Getting a patent is an essential legal step for anyone who has created an invention, and finding a patent attorney can help to considerably speed up and ease the process of getting one’s paperwork cleared. After all, intellectual property practice is something taken seriously, and any inventor would be well advised to carefully learn how the patent process works in terms of intellectual property practices and choose among available patent attorneys to get legal help for this. The quest to obtain a patent begins not with completing the invention itself, but starting the paperwork with the patent office, and often, contacting a patent law firm to find patent lawyers who can help out. With a lawyer’s assistance and a solid knowledge of intellectual property practice in the United States today, an inventor can get his or her paperwork done correctly the first time and get the desired results.
The first patent law was used over 228 years ago, and a survey shows that patents are strongly used across 12 or so industries. And in those 12 industries where patents are used to good effect, 50% or more of inventions that satisfy the criteria of becoming patented are patented successfully. This is a busy industry; the USPTO receives some 500,000 patent applications every single year, and not all of them will end up being accepted. What can an inventor do with intellectual property practice to make sure that their paperwork is done right?
According to Legal Zoom, there are five general steps that any inventor can go through to get their patent’s application accepted, and the first of these steps is simply to understand the invention itself. This means knowing what aspects of it make it new and useful, and consider the scope of it; that is, see if there are other ways to build that invention to make it even more effective and practical. The inventor should also evaluate whether the invention has a sufficiently broad application to be used.

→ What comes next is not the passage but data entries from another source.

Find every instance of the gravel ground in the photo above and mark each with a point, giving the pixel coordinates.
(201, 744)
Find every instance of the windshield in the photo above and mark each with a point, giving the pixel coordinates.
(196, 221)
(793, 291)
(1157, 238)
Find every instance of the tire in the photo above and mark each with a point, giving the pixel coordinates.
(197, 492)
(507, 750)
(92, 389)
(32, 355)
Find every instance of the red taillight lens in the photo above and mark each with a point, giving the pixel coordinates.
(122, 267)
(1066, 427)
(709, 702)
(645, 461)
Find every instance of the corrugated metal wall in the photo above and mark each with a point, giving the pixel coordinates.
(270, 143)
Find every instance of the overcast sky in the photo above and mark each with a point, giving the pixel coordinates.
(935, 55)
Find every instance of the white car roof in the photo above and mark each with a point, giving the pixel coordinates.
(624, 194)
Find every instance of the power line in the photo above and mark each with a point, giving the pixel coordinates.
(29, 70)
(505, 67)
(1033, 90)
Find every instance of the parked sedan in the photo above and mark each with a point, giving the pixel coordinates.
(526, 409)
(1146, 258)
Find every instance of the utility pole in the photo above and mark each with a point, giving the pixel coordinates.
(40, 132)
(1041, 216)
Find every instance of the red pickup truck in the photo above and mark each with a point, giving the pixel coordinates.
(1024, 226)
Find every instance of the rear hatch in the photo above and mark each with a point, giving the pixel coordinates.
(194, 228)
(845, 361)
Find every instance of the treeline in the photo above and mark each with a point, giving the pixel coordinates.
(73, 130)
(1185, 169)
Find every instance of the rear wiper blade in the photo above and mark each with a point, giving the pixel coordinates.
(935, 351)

The next step is researching the invention and others like it to make sure that it is not redundant with other items like it, and that there will be need for it and that it does not violate intellectual property practice. Now, the inventor may apply for and file a provisional patent, meaning that they are still finalizing their invention’s design, and this provisional patent is valid for one year (it is not a permanent patent, as the general term “patent” refers to). This is a good option as long as the inventor does not actually add new components to their invention, only modify existing parts. Drafting a patent application is tricky, even for just a provisional patent application, and a lawyer can be very helpful for this to make sure that all details are just right. An improper application will be rejected and can cost a lot of time and money for the inventor.
Finally, after the patent application has been submitted, the inventor is free to begin work on other projects or to contact potential buyers or business partners about it, since the inventor does not have to wait idly until the patent is accepted (especially since this can be a year-long wait). Time can be more efficiently managed by pursuing other work in the meantime, whether it’s a provisional or a more permanent patent application being filed.